The Growing Need of Becoming More Digitally Competent
Being digitally competent is a key impetus for the successful transformation of industrial firms.
Digital competencies are presently among the most important determinants of service quality and customer excellence. Research-backed studies encourage the shift to digital-first capabilities, confirming that those who “adopt digital-first competency—fast!—are disrupting companies moving slowly towards digital transformation.”
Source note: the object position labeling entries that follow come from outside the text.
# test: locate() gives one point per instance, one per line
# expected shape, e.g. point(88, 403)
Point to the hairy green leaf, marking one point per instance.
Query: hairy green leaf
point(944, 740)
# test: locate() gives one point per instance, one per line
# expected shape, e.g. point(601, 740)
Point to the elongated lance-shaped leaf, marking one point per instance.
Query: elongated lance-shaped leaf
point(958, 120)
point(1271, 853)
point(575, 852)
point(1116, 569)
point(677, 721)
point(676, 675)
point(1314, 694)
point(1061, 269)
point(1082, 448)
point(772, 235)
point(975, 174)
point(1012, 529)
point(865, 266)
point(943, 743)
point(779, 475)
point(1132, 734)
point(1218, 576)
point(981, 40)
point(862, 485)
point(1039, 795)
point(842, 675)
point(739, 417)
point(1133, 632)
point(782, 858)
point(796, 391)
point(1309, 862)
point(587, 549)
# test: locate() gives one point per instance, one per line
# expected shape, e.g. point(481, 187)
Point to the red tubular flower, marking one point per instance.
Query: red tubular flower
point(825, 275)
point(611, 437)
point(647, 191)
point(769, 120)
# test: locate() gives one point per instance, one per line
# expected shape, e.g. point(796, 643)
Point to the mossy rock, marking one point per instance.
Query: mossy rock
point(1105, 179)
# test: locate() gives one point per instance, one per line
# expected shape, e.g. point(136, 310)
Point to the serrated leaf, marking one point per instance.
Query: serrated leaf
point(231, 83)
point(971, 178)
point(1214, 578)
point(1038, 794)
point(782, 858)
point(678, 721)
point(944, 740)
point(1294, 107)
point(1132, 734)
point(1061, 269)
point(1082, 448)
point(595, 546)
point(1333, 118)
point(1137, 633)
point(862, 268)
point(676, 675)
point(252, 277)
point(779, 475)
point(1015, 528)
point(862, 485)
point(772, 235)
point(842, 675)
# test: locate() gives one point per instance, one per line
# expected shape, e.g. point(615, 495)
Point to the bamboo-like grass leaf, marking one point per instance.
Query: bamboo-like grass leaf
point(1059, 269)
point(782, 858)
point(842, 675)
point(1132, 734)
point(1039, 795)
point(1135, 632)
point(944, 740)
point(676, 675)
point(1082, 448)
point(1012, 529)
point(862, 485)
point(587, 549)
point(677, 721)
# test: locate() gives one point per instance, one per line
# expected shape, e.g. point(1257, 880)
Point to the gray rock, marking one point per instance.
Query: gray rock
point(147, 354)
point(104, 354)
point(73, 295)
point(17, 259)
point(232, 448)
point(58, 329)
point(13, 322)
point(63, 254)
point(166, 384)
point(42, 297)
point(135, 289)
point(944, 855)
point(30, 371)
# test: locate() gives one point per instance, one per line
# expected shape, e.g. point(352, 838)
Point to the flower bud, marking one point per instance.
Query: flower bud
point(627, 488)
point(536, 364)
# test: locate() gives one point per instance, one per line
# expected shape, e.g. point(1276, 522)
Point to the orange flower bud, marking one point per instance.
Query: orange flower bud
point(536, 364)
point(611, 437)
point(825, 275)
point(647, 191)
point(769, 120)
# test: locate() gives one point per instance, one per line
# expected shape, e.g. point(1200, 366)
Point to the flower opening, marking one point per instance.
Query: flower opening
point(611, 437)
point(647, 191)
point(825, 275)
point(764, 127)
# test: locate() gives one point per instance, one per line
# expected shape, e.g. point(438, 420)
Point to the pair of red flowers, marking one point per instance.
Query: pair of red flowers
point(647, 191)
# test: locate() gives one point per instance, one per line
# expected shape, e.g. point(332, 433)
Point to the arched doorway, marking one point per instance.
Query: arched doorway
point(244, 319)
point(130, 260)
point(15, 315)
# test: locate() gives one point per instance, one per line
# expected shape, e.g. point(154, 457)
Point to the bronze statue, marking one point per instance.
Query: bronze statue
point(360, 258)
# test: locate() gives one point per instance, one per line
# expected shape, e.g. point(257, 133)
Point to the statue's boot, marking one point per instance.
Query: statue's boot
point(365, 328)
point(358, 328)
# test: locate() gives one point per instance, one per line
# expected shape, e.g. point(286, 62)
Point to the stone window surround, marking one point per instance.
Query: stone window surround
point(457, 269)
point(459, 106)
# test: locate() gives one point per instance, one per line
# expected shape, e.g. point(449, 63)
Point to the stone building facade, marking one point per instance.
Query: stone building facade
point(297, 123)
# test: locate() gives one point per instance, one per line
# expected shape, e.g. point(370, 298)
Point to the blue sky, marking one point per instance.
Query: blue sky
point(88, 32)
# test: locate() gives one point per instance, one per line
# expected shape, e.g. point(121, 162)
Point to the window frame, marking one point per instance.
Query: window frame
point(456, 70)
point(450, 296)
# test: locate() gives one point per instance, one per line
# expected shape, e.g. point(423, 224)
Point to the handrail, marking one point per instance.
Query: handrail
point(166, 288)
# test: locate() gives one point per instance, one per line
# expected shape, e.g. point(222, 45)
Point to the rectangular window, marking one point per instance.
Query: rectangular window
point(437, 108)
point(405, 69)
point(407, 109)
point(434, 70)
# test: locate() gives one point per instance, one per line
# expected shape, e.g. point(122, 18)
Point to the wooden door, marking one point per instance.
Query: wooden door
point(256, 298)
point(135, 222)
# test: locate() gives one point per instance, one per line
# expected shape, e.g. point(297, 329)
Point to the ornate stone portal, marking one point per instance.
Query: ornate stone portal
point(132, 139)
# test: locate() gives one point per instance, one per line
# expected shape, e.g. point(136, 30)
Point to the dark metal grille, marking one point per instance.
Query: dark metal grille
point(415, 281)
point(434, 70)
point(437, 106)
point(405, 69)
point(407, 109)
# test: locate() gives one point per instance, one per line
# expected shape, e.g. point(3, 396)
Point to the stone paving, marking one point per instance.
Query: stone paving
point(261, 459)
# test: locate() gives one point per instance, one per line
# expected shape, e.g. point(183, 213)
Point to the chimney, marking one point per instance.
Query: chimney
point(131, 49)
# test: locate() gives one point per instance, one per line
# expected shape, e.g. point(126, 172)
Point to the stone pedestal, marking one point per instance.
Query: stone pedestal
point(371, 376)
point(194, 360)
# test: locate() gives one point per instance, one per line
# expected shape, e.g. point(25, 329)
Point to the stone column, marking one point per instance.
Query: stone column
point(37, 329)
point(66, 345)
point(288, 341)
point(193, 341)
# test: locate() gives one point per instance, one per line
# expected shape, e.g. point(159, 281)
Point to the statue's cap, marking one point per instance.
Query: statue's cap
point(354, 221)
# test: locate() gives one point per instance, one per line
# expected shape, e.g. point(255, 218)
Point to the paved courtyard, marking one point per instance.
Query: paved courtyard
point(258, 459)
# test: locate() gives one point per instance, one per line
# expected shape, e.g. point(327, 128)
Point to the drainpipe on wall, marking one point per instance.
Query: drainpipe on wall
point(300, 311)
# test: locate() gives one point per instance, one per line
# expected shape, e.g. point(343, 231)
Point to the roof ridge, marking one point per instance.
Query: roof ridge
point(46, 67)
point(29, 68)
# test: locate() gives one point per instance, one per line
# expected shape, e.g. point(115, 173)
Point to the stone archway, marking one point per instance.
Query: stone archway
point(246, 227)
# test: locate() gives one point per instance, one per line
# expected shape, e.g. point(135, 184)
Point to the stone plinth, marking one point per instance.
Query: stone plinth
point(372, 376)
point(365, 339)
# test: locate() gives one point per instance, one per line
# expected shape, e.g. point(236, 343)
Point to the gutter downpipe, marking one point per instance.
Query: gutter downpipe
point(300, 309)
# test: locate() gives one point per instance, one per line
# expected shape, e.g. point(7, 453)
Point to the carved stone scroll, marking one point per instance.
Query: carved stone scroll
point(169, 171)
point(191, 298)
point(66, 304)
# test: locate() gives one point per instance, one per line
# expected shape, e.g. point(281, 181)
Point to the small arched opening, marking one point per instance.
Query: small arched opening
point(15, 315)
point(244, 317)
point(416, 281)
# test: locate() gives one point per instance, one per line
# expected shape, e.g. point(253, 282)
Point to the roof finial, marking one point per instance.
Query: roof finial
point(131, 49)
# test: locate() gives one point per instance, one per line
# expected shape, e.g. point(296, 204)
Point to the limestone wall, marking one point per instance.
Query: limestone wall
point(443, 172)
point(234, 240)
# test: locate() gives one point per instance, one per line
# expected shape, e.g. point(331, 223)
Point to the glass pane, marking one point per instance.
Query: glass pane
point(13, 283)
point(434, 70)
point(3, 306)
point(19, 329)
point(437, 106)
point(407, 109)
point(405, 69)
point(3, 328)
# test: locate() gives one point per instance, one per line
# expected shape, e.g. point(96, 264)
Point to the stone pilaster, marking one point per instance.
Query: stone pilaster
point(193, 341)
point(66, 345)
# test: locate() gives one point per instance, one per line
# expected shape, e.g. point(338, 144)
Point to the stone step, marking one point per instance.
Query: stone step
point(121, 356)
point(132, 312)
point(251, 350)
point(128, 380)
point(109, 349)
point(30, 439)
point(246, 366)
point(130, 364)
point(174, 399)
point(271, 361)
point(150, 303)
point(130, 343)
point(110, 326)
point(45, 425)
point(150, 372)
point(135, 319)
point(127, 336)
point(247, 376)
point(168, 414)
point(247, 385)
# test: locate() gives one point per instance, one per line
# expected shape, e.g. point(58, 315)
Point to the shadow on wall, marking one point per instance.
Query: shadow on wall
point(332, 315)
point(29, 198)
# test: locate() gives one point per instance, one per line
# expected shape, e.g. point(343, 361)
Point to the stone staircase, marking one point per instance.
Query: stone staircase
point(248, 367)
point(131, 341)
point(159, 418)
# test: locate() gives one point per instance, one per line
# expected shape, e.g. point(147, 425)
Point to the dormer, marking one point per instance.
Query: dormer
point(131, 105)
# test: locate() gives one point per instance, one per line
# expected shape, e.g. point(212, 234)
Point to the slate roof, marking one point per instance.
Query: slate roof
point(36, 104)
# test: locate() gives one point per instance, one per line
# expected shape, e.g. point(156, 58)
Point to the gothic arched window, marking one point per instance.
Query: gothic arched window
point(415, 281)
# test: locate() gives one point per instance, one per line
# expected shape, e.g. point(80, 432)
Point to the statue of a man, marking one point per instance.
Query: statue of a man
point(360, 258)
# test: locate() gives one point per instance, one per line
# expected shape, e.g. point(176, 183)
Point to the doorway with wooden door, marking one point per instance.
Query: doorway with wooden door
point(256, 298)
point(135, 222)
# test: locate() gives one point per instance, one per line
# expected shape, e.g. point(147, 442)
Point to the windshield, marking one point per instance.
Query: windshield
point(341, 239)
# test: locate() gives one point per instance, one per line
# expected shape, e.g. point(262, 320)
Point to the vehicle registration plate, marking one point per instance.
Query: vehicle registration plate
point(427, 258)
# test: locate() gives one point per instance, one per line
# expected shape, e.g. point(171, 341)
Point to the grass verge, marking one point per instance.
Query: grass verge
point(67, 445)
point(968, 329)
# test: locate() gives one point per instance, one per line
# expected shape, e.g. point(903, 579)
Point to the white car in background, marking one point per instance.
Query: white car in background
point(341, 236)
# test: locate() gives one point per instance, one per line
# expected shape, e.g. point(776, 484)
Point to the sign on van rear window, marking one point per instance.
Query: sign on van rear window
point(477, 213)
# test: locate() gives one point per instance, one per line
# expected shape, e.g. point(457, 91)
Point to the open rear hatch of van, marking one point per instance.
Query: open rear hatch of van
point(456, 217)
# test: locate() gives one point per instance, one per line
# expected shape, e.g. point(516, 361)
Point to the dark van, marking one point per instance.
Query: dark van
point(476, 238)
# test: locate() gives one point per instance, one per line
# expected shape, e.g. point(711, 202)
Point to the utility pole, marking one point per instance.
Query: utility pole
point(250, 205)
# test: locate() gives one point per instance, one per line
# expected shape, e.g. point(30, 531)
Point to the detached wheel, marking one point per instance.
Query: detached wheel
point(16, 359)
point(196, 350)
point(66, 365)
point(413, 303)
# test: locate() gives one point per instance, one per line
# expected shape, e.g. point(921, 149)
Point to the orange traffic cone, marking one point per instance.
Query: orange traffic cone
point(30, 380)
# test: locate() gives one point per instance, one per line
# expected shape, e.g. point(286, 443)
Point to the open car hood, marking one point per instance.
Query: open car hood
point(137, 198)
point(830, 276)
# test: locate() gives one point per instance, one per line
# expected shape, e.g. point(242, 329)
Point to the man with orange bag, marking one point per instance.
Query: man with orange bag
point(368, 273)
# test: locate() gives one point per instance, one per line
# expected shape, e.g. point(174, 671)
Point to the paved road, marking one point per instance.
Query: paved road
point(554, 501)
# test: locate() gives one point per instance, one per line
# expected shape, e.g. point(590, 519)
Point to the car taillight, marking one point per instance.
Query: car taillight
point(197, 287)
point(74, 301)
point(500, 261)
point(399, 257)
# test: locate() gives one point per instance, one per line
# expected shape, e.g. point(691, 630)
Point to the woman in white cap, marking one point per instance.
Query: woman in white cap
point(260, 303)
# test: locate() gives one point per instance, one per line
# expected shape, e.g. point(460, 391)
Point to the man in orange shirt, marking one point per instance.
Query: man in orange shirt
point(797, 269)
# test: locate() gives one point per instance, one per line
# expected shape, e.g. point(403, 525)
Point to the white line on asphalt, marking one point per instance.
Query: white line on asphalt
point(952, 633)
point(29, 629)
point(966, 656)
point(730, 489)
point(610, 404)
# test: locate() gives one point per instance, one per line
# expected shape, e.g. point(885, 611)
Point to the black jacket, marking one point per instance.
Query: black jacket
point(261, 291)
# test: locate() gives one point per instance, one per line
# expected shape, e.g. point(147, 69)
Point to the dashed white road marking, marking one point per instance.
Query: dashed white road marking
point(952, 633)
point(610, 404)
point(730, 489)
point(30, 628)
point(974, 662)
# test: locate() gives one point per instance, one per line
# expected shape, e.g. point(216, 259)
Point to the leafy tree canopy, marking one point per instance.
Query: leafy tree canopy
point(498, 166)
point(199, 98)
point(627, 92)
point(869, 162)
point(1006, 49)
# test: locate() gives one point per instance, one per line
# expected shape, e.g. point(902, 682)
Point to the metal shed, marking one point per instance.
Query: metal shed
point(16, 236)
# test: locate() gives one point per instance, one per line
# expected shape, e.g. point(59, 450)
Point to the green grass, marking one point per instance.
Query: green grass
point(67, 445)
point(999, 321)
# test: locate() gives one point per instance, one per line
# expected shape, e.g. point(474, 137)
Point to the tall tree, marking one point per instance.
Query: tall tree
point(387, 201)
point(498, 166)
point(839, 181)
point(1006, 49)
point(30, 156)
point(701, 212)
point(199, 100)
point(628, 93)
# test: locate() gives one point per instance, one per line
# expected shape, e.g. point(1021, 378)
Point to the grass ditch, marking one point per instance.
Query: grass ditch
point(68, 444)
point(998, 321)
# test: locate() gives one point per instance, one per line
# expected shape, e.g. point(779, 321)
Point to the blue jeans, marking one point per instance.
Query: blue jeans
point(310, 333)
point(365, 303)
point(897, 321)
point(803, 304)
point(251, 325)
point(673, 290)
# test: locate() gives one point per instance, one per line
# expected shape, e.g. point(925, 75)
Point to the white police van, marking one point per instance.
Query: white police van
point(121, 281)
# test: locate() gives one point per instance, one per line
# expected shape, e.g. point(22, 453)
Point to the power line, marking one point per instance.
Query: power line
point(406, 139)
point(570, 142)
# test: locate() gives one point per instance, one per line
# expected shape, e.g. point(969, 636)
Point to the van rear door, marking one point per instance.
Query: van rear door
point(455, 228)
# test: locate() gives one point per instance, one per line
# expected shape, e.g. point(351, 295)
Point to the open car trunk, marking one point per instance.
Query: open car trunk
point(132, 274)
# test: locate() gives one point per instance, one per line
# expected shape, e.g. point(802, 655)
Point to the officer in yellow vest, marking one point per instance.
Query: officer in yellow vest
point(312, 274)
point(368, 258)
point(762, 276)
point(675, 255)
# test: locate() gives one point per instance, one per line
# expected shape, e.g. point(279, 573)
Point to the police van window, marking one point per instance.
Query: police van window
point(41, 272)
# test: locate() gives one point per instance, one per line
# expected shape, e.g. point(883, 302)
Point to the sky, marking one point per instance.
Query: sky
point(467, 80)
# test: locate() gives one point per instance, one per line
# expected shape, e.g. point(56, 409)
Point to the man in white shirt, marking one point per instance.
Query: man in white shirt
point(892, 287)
Today, e-learning technology provides a strong worker management capability—and amid renewed COVID-19 lockdowns, industry players tend to move away from in-person training to build competencies online while keeping workers safe from virus exposure.
Technology-enabled learning is becoming an indispensable tool for building digital capability as it makes training accessible while routinely tracking and managing the progress of employees in acquiring more advanced competencies. Many are therefore raising questions about setting up a digital-first competency framework to the detriment of a blended digital-analog process. Mariam Lochoshvili, Marketing Manager EMEA at Sensata Technologies, touched upon this topic at Copperberg’s Aftermarket Virtual Summit—observing that the question is not digital or in-person training, but what is the required ratio between virtual and in-person learning experiences.
Firms finding their balance between digital learning and conventional training activities will be one step closer to advancing their long-sought goals of building workforce capability for digital transformation success.